ポーターはネパールのトレッキング産業における大黒柱だが、毎年、急性高山病(AMS)、雪目、凍傷に苦しむポーターに関する(どれも避けられるような)事件が起こっている。こういった疾患の中には、命に関わる結果につながるものもある。それなのに、雇っているポーターの面倒を見ようとしないトレッキング会社の中には、こういった疾患などを優先順位のごく下に置いている会社があるように思われる。もちろんすべての会社に当てはまるわけではないが、特に低予算向けの会社ほど、自社の利益にばかり目がいき、その利益の元になっている人々の福利厚生は気にかけないようなところが多いのだ。

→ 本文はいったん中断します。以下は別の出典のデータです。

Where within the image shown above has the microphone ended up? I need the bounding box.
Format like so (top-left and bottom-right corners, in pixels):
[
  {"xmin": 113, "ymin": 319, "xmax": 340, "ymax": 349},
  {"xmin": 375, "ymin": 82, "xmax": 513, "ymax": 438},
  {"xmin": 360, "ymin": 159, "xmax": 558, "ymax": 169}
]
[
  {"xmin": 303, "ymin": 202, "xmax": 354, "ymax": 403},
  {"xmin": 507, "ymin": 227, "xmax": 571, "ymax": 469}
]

ポーターが低地の盆地出身であることも多く、その場合、貧しくて教育程度も低く、雇われて行く先の地域がどれだけ危険な可能性があるかの知識がないことも多い。猛吹雪という状況下で高山の隘路を通っている際に、薄い綿の衣類とサンダル履きという格好のまま、あとは自力で帰ってこいと取り残されたポーターの話を山ほど聞く。毎年、冬が終わるごとに、大勢のポーターの遺体が雪解けの後に発見されている。疲労や疾患、高度の影響などでちょっと雪の中で座り込んだことから、低体温の状態になり、死んでしまう者が後を絶たないのだ。個人的にポーターを雇うつもりなら、ある種の果たすべき義務が生じる。ポーターを雇う既存のツアーに参加する場合でも、企画会社には必ず、雇われているポーターの福利厚生について確認してほしい。

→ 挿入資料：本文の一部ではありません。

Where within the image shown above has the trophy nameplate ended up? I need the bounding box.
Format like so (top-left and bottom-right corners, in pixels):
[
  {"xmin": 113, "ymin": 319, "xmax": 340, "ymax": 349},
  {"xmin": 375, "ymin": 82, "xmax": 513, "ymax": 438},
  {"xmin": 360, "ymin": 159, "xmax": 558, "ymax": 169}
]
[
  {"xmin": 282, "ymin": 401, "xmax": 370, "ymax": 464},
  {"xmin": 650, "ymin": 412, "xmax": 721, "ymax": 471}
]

ポーターの酷使を防ぐため、1997年に国際ポーター保護グループ International Porter Protection Group(IPPG www.ippg.net)が設立された。このIPPGおよび姉妹組織であるポーターズ・プログレス Porters Progress(www.portersprogress.org)の狙いは、ポーターの仕事中の健康や安全状態を改善すること、避けられる疾患やケガや死亡事故の発生を減らすこと、そしてトレッカーおよびトレッキング旅行会社を啓発してポーターの福祉に目を向けさせることなどである。どちらの組織もポーターのために衣類バンクを運営しており、ルクラLuklaとカトマンズのタメル地区Thamelに支部がある。IPPGはタメル地区の国際登山探検家連合International Mountain Explores Connection ( IMEC, 2081407、www.moutainexplorers.org )内にオフィスがある。